For each source in `per_source_sentiment`, print a one-line summary:

```
  Reddit:        62% positief / 25% negatief / 13% neutraal (23 items)
  Nieuws:        48% positief / 32% negatief / 20% neutraal (30 items)
  Hacker News:   35% positief / 45% negatief / 20% neutraal (8 items)
```

English variant:
```
  Reddit:        62% positive / 25% negative / 13% neutral (23 items)
  News:          48% positive / 32% negative / 20% neutral (30 items)
  Hacker News:   35% positive / 45% negative / 20% neutral (8 items)
```

### 4. Emotion Profile Highlights

Print the top 3 emotions with percentages:

- NL: `Dominante emoties: Vertrouwen (28%), Enthousiasme (22%), Frustratie (18%)`
- EN: `Dominant emotions: Trust (28%), Excitement (22%), Frustration (18%)`

### 5. Topics and Themes Summary

Print the number of themes and topics found:

- NL: `{N} thema's met {M} topics geidentificeerd.`
- EN: `{N} themes with {M} topics identified.`

### 6. Generate Reports

After printing the chat summary, generate the full reports:

**a. Write AnalysisResult to temporary JSON file:**

Write the complete AnalysisResult (the structured data from Section 5.5, NOT the chat summary text) as JSON to a temporary file:
```
/tmp/sentiment42-{slug}-analysis.json
```
Ensure all fields from analysis-schema.md are included. Use the same slug used for crawl directories.
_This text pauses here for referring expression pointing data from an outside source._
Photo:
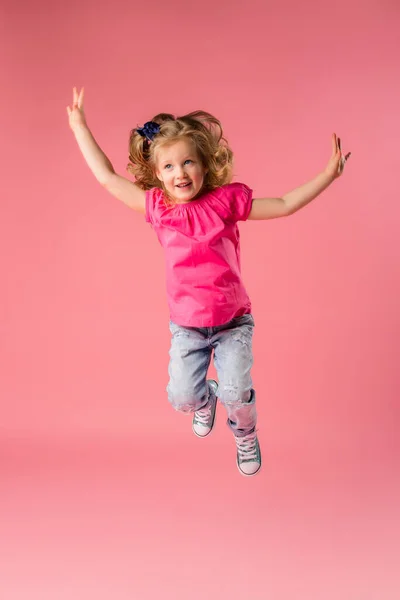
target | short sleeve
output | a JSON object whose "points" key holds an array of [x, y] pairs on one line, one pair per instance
{"points": [[149, 205], [238, 199]]}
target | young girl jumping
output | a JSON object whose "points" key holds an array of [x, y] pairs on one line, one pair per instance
{"points": [[183, 172]]}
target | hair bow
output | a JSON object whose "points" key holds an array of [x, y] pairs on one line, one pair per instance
{"points": [[149, 130]]}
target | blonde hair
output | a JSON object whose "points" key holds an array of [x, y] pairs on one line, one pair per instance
{"points": [[204, 130]]}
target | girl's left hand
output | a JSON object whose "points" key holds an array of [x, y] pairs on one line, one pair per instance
{"points": [[337, 161]]}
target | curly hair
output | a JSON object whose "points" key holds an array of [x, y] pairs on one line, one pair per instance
{"points": [[204, 130]]}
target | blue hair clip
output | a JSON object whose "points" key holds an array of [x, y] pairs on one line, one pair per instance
{"points": [[149, 130]]}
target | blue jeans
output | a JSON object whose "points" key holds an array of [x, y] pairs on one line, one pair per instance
{"points": [[190, 356]]}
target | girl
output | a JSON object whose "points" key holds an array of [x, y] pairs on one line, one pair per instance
{"points": [[183, 171]]}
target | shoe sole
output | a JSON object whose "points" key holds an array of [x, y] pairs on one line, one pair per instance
{"points": [[213, 423], [248, 474]]}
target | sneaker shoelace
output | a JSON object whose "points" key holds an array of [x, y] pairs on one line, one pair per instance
{"points": [[247, 448], [204, 414]]}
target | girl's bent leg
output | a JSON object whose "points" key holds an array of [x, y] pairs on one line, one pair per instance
{"points": [[233, 361], [190, 357]]}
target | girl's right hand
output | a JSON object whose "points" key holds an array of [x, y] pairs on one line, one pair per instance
{"points": [[76, 114]]}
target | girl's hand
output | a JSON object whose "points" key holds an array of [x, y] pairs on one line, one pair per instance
{"points": [[337, 161], [76, 114]]}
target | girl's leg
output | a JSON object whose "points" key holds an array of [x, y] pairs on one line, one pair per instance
{"points": [[190, 356], [233, 361]]}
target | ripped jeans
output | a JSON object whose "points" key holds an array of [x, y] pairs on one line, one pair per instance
{"points": [[190, 356]]}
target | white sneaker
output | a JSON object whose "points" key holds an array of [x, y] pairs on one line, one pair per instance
{"points": [[248, 454], [204, 419]]}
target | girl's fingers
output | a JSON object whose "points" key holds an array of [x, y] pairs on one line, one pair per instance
{"points": [[80, 99]]}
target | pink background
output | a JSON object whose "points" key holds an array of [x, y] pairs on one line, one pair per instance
{"points": [[105, 492]]}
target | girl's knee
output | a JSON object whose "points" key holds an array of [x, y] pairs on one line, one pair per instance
{"points": [[232, 395], [185, 402]]}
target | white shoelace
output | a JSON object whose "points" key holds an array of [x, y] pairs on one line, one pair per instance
{"points": [[203, 415], [246, 446]]}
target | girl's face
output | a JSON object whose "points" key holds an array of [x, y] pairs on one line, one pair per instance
{"points": [[180, 170]]}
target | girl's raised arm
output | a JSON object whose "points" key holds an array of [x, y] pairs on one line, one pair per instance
{"points": [[120, 187]]}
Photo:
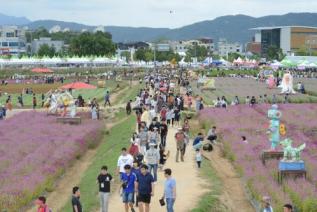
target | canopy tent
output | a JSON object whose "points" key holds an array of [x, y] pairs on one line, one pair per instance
{"points": [[276, 65], [78, 85], [207, 61], [42, 70]]}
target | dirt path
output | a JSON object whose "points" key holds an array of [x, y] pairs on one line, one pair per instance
{"points": [[60, 196], [233, 195], [189, 185]]}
**b. Run the report generation script:**

```bash
python3 ~/.claude/skills/sentiment42/references/report-template.py \
  --brand-dir "$(pwd)/brand-assets" \
  --output-dir ~/sentiment-reports \
  < /tmp/sentiment42-{slug}-analysis.json
```

Note: The `--brand-dir` path must point to the sentiment42 project directory's `brand-assets/` folder. Use the working directory if available, otherwise use the absolute path where `brand-assets/` is located.

**c. Capture output file paths** from stdout (one path per line).

**d. Delete the temporary JSON file:**

```bash
rm /tmp/sentiment42-{slug}-analysis.json
```

**e. Open the HTML report in the browser:**

```bash
open ~/sentiment-reports/{slug}-{datum}.html
```

**f. Report to the user:**

- NL: "Rapporten gegenereerd:\n  Markdown: ~/sentiment-reports/{slug}-{datum}.md\n  HTML: ~/sentiment-reports/{slug}-{datum}.html (geopend in browser)"
- EN: "Reports generated:\n  Markdown: ~/sentiment-reports/{slug}-{datum}.md\n  HTML: ~/sentiment-reports/{slug}-{datum}.html (opened in browser)"

**Error handling:** If the Python script fails (non-zero exit code), print the stderr output and fall back to:
- NL: "Rapportgeneratie mislukt. Analyse is wel voltooid -- zie samenvatting hierboven."
- EN: "Report generation failed. Analysis is complete -- see summary above."

## 7. Cleanup

The `.firecrawl/sentiment/{slug}/` directory contains temporary crawl output files. These can be cleaned up after analysis is complete. Do NOT auto-delete -- the user or future analysis phases may need the raw data.

Mention to the user:
- NL: "Ruwe crawl data opgeslagen in `.firecrawl/sentiment/{slug}/`. Kan verwijderd worden na analyse."
- EN: "Raw crawl data saved in `.firecrawl/sentiment/{slug}/`. Can be removed after analysis."